I have this data:
┌────────────┬─────────────────────────────────────┐
│ col1 ┆ col2 │
│ --- ┆ --- │
│ list[str] ┆ list[list[str]] │
╞════════════╪═════════════════════════════════════╡
│ ["a"] ┆ [["a"]] │
│ ["b", "c"] ┆ [["b", "c"], ["b", "c"], ["b", "c"] │
│ ["d"] ┆ [["d"]] │
└────────────┴─────────────────────────────────────┘
I want to have all b's and all c's in the same list in in row 2, but as you can see the associations of b to b and c to c are not maintained in row 2. With pandas I used:
import pandas as pd
pddf = pd.DataFrame({"col1": [["a"], ["b", "c"], ["d"]],
"col2": [[["a"]], [["b", "c"], ["b", "c"], ["b", "c"]], [["d"]]]})
pddf["col2"] = pddf["col2"].apply(lambda listed: pd.DataFrame(listed).transpose().values.tolist())
print(pddf)
# col1 col2
# 0 [a] [[a]]
# 1 [b, c] [[b, b, b], [c, c, c]]
# 2 [d] [[d]]
This is the desired result. I am trying to do the same with polars, by replacing pddf.transpose().values.tolist()
with pldf.transpose().to_numpy().tolist()
, but I always get and TypeError: not yet implemented: Nested object types
. Are there any workarounds?
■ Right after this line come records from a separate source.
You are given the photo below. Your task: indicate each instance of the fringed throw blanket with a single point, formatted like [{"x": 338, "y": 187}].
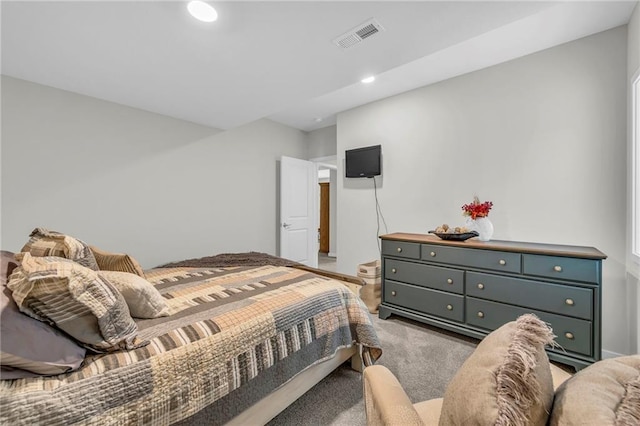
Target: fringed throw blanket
[{"x": 234, "y": 335}]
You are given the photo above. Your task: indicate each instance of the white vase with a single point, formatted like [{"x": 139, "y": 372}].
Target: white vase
[{"x": 484, "y": 227}]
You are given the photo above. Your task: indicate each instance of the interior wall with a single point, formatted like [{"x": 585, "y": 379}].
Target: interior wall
[
  {"x": 131, "y": 181},
  {"x": 633, "y": 266},
  {"x": 322, "y": 142},
  {"x": 543, "y": 137}
]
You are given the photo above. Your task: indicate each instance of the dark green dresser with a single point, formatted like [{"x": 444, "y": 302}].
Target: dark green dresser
[{"x": 473, "y": 287}]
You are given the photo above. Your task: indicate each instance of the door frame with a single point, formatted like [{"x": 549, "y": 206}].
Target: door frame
[{"x": 329, "y": 162}]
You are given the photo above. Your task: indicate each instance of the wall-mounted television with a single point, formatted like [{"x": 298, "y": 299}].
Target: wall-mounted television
[{"x": 363, "y": 162}]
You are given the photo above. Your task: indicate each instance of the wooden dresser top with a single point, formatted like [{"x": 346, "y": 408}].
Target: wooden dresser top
[{"x": 515, "y": 246}]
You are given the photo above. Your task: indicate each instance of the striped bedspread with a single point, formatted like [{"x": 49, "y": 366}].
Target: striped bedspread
[{"x": 234, "y": 335}]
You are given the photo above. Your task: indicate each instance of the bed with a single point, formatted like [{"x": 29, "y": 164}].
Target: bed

Here is the complete polars code:
import polars as pl
pldf = pl.DataFrame({"col1": [["a"], ["b", "c"], ["d"]],
"col2": [[["a"]], [["b", "c"], ["b", "c"], ["b", "c"]], [["d"]]]})
pldf = pldf.with_columns(pl.col("col2").map_elements(lambda listed: pl.DataFrame(listed).transpose().to_numpy().tolist()))
print(pldf)
# TypeError: not yet implemented: Nested object types
# Hint: Try setting `strict=False` to allow passing data with mixed types.
Where would I need to apply the mentioned strict=False
?
On an easier df pddf.transpose().values.tolist()
and pldf.transpose().to_numpy().tolist()
are the same:
import pandas as pd
import polars as pl
pd.DataFrame(
{"col1": ["a", "b", "c"],
"col2": ["d", "e", "f"]}
).transpose().values.tolist() == pl.DataFrame(
{"col1": ["a", "b", "c"],
"col2": ["d", "e", "f"]}
).transpose().to_numpy().tolist()
# True
Please keep as close as possible to the code, even though it's not ideal using .apply()
or .map_elements()
, but this is in a far greater project and I don't want to break anything else :).
(EDIT: I simplified the code a little since the second lambda wasn't really necessary for the question.)
As you've mentioned performance in the comments - this may also be of interest.
Building upon @Herick's answer - when you add an index and explode, you are guaranteed to have sorted data.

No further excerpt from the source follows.